Posted by Neal F. Weinrich on

In the digital age, unfair competition cases between employers and employees often involve computer misconduct and claims under the federal and state statutes that regulate such misconduct.  One such statute is the Georgia Computer Systems Protection Act, O.C.G.A. § 16-9-90 et. seq. (“GCSPA”).  See also, generally, DuCom v. State, 288 Ga. App. 555, 654 S.E.2d 670 (2007) (finding that employee’s downloading of company data on the day she left the company and after she had formed an intent to compete was without authority within the meaning of the GCSPA).

There is not a lot of case law interpreting the GCSPA.  While a recent case involving the GCSPA does not involve allegations of unfair competition, the case does shed light on the damages potentially recoverable under the GCSPA in an employer/employee dispute.   Ware v. American Recovery Solution Services, Inc., 2013 WL 5542794 (Ga. App. October 9, 2013).  

The plaintiff, American Recovery Solution Services, Inc. (“ARSS”), is a collection agency.  ARSS entered into a written agreement with Christopher Ware whereby ARSS hired him to work as an independent contractor to design, develop and implement software for ARSS.  The agreement specified a date for the delivery of the software and the underlying source code to ARSS.  The parties agreed on a payment schedule and how change requests would be dealt with.  The parties’ written agreement provided that the software and code belonged to ARSS.  Ware first developed software that allowed ARSS’ employees to access the company’s database using a web-based platform.  After the program software was completed, he installed it on ARSS’s system.  The parties then discussed him developing a faster program based on Windows.  He began developing the second application. 

The parties subsequently had disagreements regarding their payment schedule and the status of the second project.  Ware’s harsh reaction in the midst of these disagreements gave rise to the lawsuit.  Specifically, Ware logged into ARSS’s server using the log-in name and password of ARSS’ Chief Financial Officer.  Ware then disabled ARSS’ ability to log into the system.  As a result, ARSS could not access the database of the 36,000 accounts in the system, and the company had to temporarily operate manually.  Ware emailed the company’s owners to demand his fee before he would allow them access to the application and database.

The company hired a software expert who restored access to the server and files.  Around the same time, Ware also again logged in using the CFO’s credentials and supposedly restored the application.  However, when employees tried to log in, they only had access to a previous version of the program which did not include a substantial amount of records that had been inputted into the newer version. 

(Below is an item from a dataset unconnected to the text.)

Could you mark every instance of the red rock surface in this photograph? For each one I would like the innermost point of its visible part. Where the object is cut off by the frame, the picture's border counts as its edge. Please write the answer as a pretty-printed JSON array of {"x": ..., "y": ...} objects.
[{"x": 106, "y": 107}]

ARSS filed a lawsuit against Ware and alleged that he committed computer theft and computer trespass in violation of the GSCPA.  ARSS also sought injunctive relief, and the trial court entered an order restraining Ware from accessing ARSS’s servers, ordering him to remedy any problems caused by his past acts, and requiring him to give ARSS the source code and documentation for all versions of the software. 

The case proceeded to a bench trial.  At the trial, the court found Ware had committed computer trespass as defined by O.C.G.A. section 16-9-93(b).  The court awarded ARSS $22,000 in lost profits, $15,000 to reimburse the fees ARSS had paid Ware, $15,000 for repairs, $17,875 in attorney’s fees and $350.00 in punitive damages. 

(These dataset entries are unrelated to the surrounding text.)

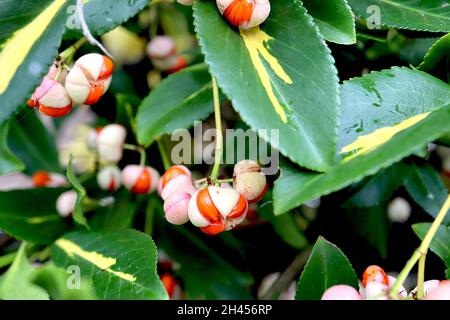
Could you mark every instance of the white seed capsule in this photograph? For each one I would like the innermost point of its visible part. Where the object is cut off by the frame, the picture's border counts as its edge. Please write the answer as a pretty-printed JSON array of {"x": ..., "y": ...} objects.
[
  {"x": 89, "y": 78},
  {"x": 399, "y": 210},
  {"x": 109, "y": 178},
  {"x": 65, "y": 204},
  {"x": 161, "y": 47},
  {"x": 110, "y": 142}
]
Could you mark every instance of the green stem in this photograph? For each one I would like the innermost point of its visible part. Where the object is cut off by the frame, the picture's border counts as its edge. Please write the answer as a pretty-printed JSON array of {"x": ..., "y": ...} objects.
[
  {"x": 149, "y": 217},
  {"x": 220, "y": 181},
  {"x": 139, "y": 149},
  {"x": 153, "y": 2},
  {"x": 163, "y": 153},
  {"x": 219, "y": 137},
  {"x": 7, "y": 259},
  {"x": 421, "y": 276},
  {"x": 68, "y": 54},
  {"x": 422, "y": 250}
]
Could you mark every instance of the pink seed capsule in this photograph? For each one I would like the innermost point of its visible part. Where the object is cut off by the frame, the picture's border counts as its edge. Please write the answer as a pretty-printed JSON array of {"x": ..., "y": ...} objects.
[
  {"x": 89, "y": 78},
  {"x": 65, "y": 204},
  {"x": 109, "y": 178},
  {"x": 140, "y": 179},
  {"x": 176, "y": 207},
  {"x": 245, "y": 14},
  {"x": 110, "y": 142}
]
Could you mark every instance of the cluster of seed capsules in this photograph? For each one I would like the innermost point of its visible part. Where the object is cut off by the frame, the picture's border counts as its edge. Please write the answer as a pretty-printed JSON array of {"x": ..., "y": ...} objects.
[
  {"x": 213, "y": 208},
  {"x": 86, "y": 82},
  {"x": 376, "y": 285}
]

On appeal, Ware challenged the trial court’s finding that he had committed the offense of computer trespass.  Ware argued that he did not access ARSS’s server “without authority” because he owned the software that he had tampered with.  The Court of Appeals rejected this argument as irrelevant, noting that the GSCPA “only requires the intruder use a computer or a network knowing he was without authority and either temporarily or permanently removed data and interfere with the use of a computer program or cause a computer program to malfunction.”  Based on ARSS’s CFO’s testimony that he had not authorized Ware to disable an administrative login or alter the program and based on the fact that Ware’s actions shut down the company and hampered its ability to operate while its hired substitute experts attempted to diagnose and restore the application, the Court of Appeals found that the trial court was authorized to conclude that Ware committed computer trespass. 

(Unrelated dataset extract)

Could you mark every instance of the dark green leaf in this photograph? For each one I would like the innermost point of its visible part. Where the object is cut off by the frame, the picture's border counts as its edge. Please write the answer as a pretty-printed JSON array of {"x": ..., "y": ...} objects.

Ware also challenged the trial court’s damages award.  Under O.C.G.A. § 16-9-93(g)(1) and (3), any person whose property or person is injured by reason of a violation of any provision of the GCSPA may recover for any damages sustained and the cost of suit.  The statute provides that “damages” includes lost profits and victim expenditure, as well as any additional civil remedy otherwise allowed by law.  Reviewing the damages awarded to ARSS, the Court found the $15,000 awarded to ARSS to reimburse it for what it had paid to Ware was improper, as ARSS was not entitled to a refund of money paid to him for his past services for which ARSS had received the benefit of the parties’ bargain.  The Court thus reversed that portion of the award.  The Court also reversed the trial court’s award of attorney’s fees, finding that the trial court had failed to make proper findings and conclusions as to the statutory basis for the fees award.

Ware thus further confirms that the GSCPA is a viable remedy for computer fraud and misconduct, although the remedies available thereunder are not without limit.